The following morning my foot was a sight to behold. It looked as if someone had inflated it with a bicycle pump. As the day progressed it got worse. By lunchtime my wife insisted on driving me to the local pharmacy and, when that turned out to be closed, to the nearby doctors’ surgery. With my foot now gently fizzing I expected them to tell me to pull myself together and come back in a week’s time. Instead I had receptionists dashing in all directions, trying to locate a doctor or nurse. The doctor who saw me didn’t pull her punches. Without even examining the bee sting she questioned me closely about my breathing difficulties. Then she dropped the bombshell: time to give up beekeeping.

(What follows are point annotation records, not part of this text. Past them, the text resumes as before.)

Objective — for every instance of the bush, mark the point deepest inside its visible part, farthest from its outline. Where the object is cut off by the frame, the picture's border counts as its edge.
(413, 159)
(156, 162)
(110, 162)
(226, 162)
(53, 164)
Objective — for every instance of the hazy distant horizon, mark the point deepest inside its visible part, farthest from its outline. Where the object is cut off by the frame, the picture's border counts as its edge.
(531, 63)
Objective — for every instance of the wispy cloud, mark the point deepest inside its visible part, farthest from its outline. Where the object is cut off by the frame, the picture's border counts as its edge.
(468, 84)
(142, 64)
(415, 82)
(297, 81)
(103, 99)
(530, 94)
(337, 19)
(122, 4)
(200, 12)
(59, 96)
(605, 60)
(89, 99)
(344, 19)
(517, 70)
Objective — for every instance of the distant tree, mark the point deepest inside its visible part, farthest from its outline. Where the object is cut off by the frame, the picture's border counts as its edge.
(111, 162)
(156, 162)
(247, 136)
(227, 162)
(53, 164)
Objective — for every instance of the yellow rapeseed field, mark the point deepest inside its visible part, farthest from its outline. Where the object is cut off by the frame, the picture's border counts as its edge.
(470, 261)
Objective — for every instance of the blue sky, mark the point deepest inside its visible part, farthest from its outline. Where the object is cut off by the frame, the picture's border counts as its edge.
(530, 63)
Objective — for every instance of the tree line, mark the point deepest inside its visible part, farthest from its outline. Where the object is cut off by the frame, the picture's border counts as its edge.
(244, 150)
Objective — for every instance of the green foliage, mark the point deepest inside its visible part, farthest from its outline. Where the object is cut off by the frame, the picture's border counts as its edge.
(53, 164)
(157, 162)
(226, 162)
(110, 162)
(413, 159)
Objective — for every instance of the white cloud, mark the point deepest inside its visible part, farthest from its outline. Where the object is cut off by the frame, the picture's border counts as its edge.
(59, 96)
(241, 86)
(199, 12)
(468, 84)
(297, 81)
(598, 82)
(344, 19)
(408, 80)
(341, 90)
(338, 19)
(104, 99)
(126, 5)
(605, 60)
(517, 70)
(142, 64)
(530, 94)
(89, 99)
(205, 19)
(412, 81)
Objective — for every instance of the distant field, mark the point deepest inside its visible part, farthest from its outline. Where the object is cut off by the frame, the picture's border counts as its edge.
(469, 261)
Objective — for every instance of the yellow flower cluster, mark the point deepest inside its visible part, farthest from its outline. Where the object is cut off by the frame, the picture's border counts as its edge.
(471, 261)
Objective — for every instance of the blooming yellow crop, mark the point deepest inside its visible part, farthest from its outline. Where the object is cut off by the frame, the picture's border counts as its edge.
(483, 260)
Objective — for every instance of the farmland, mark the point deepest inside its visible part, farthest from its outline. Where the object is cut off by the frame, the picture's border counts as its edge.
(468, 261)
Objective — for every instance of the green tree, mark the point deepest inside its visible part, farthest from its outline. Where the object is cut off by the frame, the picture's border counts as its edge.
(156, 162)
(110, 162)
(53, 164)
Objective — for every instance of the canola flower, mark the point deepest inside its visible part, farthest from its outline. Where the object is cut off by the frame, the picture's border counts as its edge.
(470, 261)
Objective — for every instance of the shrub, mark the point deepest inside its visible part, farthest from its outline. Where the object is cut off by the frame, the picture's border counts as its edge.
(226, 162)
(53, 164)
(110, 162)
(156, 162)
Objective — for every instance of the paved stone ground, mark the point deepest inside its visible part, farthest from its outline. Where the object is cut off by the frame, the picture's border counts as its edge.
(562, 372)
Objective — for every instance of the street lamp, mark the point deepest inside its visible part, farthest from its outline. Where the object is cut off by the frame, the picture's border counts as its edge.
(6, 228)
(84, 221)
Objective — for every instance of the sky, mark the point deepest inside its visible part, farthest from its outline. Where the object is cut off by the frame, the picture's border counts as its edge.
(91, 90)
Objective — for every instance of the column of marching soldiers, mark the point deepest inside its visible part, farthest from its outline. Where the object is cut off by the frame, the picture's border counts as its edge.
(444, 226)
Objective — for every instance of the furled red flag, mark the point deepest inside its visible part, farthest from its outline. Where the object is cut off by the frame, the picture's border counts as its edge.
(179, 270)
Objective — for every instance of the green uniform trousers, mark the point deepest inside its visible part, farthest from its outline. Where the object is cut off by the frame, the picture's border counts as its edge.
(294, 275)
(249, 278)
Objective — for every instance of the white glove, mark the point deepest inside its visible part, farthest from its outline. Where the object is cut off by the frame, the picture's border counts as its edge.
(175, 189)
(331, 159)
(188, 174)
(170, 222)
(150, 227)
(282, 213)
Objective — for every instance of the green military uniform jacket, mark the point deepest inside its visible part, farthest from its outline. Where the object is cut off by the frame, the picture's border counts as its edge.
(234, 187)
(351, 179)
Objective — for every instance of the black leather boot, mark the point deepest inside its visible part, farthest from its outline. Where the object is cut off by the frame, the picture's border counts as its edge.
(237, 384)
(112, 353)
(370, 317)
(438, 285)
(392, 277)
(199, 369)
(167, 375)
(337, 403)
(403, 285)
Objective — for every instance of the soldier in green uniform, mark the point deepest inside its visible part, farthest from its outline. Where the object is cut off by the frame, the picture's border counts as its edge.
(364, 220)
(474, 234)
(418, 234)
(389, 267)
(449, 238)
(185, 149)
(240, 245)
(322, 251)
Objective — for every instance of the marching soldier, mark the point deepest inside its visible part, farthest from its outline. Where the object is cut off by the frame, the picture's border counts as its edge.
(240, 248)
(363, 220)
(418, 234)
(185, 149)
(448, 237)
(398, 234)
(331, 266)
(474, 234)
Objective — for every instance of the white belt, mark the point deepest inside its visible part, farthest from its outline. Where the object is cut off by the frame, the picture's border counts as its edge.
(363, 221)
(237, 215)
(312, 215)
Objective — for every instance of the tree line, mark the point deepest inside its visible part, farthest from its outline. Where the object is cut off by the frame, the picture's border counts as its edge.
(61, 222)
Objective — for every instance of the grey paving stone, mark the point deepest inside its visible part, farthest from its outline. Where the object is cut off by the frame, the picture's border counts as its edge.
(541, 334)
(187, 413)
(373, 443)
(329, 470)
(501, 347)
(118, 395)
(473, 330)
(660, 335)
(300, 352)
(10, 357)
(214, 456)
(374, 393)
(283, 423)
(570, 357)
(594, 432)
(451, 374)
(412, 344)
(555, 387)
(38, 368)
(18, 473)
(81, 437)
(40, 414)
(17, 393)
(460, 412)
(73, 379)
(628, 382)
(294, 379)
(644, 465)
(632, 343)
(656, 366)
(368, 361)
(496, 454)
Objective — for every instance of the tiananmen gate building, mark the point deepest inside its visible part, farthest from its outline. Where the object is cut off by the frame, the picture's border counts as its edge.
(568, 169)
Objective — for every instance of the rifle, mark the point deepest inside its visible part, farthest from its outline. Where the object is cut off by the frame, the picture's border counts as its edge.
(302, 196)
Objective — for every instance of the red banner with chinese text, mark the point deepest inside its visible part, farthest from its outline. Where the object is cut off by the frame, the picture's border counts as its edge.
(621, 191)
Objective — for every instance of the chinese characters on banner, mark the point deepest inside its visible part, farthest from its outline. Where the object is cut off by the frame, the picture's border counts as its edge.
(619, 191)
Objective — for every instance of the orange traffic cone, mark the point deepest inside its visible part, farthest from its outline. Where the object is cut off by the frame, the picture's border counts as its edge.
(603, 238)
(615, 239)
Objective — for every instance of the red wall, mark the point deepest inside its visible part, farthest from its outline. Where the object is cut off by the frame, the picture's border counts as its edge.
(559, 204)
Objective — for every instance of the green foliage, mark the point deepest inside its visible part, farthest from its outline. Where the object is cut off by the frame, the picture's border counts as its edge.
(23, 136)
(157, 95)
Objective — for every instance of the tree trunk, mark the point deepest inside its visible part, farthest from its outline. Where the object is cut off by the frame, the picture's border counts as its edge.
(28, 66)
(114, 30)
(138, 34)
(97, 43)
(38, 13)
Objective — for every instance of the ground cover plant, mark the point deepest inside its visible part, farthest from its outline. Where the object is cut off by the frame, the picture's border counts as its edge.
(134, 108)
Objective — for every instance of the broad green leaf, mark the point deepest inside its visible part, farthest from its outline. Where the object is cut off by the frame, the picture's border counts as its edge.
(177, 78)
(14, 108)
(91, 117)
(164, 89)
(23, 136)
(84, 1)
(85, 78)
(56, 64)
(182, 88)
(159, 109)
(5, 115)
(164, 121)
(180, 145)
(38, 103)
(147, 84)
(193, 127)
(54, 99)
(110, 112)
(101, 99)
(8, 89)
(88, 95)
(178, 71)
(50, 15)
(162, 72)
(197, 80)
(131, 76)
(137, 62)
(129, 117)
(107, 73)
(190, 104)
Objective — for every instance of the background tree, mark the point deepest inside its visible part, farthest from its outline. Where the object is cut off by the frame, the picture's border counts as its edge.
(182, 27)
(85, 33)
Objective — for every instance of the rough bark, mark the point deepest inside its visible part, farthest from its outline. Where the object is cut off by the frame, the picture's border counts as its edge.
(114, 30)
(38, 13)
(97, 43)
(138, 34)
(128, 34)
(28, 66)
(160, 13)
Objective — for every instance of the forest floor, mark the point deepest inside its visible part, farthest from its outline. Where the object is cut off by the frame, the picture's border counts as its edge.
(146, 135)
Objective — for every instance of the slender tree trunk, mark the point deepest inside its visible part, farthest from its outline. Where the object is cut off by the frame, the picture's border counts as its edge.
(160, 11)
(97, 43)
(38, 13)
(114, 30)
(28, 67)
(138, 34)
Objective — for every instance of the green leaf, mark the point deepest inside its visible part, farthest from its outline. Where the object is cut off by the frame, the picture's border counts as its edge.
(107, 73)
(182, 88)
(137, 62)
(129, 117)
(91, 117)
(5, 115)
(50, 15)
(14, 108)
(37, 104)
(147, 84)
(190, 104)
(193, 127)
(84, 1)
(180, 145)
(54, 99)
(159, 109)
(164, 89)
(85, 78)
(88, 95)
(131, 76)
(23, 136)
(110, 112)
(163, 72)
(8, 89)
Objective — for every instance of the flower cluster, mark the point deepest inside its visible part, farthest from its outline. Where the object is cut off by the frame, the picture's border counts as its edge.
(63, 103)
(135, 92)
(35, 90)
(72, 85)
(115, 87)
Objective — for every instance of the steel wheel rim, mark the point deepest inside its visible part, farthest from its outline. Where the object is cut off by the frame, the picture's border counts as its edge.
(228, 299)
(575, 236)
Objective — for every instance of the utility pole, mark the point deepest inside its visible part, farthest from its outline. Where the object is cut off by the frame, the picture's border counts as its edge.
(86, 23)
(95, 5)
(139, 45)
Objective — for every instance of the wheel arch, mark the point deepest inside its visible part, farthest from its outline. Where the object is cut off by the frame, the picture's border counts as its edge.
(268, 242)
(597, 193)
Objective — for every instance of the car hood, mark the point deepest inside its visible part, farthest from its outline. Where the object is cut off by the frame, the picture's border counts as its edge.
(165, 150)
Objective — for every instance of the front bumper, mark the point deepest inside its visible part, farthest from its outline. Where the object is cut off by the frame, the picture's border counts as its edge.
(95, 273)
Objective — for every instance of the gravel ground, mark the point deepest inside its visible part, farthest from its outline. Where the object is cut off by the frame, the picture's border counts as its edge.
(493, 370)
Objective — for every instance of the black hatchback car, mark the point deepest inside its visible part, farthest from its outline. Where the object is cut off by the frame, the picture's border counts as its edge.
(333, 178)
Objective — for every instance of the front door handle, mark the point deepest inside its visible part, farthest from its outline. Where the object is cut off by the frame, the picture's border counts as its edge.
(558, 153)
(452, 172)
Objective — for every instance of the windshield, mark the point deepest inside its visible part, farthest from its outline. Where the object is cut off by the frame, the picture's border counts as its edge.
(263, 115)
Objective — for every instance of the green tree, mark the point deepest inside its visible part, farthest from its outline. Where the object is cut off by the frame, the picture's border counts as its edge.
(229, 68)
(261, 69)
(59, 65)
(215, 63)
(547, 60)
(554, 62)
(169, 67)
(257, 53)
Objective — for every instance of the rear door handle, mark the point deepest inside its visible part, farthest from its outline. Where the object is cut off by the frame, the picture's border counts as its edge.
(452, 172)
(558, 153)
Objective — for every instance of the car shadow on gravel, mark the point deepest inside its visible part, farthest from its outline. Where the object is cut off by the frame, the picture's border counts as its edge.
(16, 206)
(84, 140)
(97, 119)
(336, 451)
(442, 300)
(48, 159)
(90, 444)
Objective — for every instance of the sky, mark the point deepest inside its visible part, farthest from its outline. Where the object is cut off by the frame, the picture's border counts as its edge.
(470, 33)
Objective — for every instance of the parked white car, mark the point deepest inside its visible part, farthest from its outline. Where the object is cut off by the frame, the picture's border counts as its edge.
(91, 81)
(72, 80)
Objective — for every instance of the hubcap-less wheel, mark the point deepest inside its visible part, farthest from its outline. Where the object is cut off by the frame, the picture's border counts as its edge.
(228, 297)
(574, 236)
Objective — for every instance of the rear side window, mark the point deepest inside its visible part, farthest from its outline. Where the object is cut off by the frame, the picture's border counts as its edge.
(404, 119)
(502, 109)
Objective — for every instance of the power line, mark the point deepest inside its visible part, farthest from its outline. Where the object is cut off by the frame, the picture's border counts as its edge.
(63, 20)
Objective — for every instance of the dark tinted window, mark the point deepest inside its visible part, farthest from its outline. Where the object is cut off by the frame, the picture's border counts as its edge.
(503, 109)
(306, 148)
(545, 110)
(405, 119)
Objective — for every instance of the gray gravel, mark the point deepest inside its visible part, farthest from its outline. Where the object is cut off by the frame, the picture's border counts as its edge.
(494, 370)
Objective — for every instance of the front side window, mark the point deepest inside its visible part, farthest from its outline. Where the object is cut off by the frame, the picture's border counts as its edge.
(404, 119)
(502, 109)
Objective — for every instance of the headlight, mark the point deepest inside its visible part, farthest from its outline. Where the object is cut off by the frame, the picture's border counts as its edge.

It’s now a week on. With steroids and anti-histamine tablets it took the foot four days to return to normal. I have an appointment to see an allergy specialist. Mrs S has done a little reading up and I’ve spoken to Paul, a local beekeeper who’s also allergic to bee stings. He said it’s about taking sensible precautions. He upgraded his bee suit and carries an EpiPen with him at all times. I went to Boots and asked them to show me an EpiPen. It scared the living daylights out of me. It doesn’t help that I’m needle-phobic.
I don’t want to give up beekeeping but I’d be lying if I didn’t confess that I’m a little nervous about continuing. I can’t be taking time off work or – as the doctor suggested – dialing 999 every time I get a bee sting. For once this isn’t a joke. I’d genuinely be grateful for any advice from other beekeepers who’ve faced the same thing.